As artist Yasmina Chavez portrays it in They Used to be Animals at Counterspace, humans have not only become numb toward the natural world, we’re mind-blowingly insensitive to it. In tending to our own needs, we’ve completely neglected everything else, particularly the wildlife living among the concrete, chemicals and steel of our developed areas.
But the multidisciplinary artist (full disclosure: Chavez works for Weekly sister publication the Las Vegas Sun) is not about to clobber us over the head with a preachy message.

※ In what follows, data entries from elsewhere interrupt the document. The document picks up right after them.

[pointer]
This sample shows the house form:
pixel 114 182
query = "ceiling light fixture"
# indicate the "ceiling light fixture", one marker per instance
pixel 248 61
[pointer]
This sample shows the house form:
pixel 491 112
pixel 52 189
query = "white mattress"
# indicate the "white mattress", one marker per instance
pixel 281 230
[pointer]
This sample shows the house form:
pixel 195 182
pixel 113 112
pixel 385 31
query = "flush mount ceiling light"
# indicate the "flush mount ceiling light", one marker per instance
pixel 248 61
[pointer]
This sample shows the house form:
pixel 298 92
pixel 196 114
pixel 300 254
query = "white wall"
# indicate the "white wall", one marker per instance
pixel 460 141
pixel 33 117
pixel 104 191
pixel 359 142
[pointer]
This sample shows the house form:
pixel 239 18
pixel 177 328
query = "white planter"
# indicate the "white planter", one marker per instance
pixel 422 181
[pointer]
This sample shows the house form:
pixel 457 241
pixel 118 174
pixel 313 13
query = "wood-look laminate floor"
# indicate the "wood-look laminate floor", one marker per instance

Instead, she mirrors the absurdity of it all in a three-part exhibit that includes a video installation, photographs and a series of photomontages—the latter created by placing deer heads on the faces of people posing on Christian album covers.
- They Used to Be Animals
- Through March 15
- Counterspace inside Emergency Arts, 596-2641
Chavez, who normally photographs humans in nature, has noticed how displaced they seem. Here, she inverts that experience by transferring animal heads onto humans in their own environments.
The album covers, found in the bargain bin at an LA record store, served as perfect source material to portray humans as cultish, hiding behind the mask of religion and blind to the spirituality around them in nature.
While the exhibit’s photos of real animals in developed areas seem akin to friendly family snapshots, the video installation is jarring, an intensely dizzying experience that brings together primal dancing, children playing, a highway at night and a reddish goop reaching its boiling point, creating a sense of urgency and chaos.
They Used to Be Animals stems from Chavez’s own feelings of guilt and discomfort when seeing animals out of place in cemented environments, as if she were the perpetrator, responsible by association. It’s not unusual to see birds in parking lots, wolves hunting in suburbs or bloody roadkill along a highway. By placing deer heads on people, Chavez illustrates how unnatural nature has become.
Chavez, who received her BFA from UNLV, successfully refreshes our memory, while instilling a lingering sense of fear.